Healthcheck implementation

wzhou · February 11, 2021, 11:18pm

Has anyone have experience implementing a healthcheck using Python script exit code? I wrote a python script that after certain time, sys.exit(0) or sys.exit(1). I was expecting the healthcheck can use it to determine the health of container… But it didn’t work properly. The condition is always starting… then restart… Does anyone have experience?

gelbal · February 12, 2021, 3:52pm

Hey @wzhou first of all welcome to the balena community!

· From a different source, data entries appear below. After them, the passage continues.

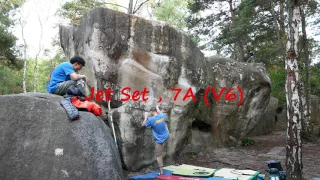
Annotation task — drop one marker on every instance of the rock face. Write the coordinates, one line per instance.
(269, 120)
(38, 141)
(126, 51)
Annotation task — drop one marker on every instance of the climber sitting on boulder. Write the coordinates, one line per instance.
(65, 75)
(160, 132)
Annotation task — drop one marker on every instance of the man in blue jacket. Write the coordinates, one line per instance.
(65, 75)
(159, 130)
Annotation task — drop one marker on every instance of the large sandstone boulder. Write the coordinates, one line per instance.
(269, 120)
(38, 141)
(123, 50)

Can you please expand on your use case?

You could utilize the same named Docker compose file’s configuration option perhaps:

We have a Javascript example to demo this capability on a balena device:

Additionally, the device supervisor has the following endpoint that you might be interested in utilizing instead of building such logic yourself:

I wanted to give some general direction. Then let us know if you have any specific questions.

Cheers…

wzhou · February 14, 2021, 10:51pm

Hi @gelbal , thanks for your quick reply!
I have an acquisition container running a camera capture pipeline. For the healthcheck, I put this in my docker compose (2.1) file for this container:

healthcheck:
  test: ["CMD", "curl", "-f", "http://localhost"]
  interval: 1m30s
  timeout: 10s
  retries: 3

However, when I start the container, it always returns like Up 4 minutes (health: starting)
Then after some certain time, it restarts the container, like Up 36 seconds (health: starting) So it basically never in a healthy condition, but I can assure the camera capture is running fine (I got images as output for that container)…
my resin_supervisor looks fine, it has
Up 8 minutes (healthy) resin_supervisor
I thought this is a simple standard health check, but not sure why it’s not returning a healthy condition?
Thanks…

gelbal · February 15, 2021, 2:44pm

Hi @wzhou, before you implement this healthcheck, I advise you to take a step to think through these questions:

How would I verify that the service is running fine? How could I reason that the camera is working as expected?
Can I ping the open ports of the service? Or does this service write its status (running fine, broken) to the filesystem?
How can I ping the open ports? Or how can I read the service status update?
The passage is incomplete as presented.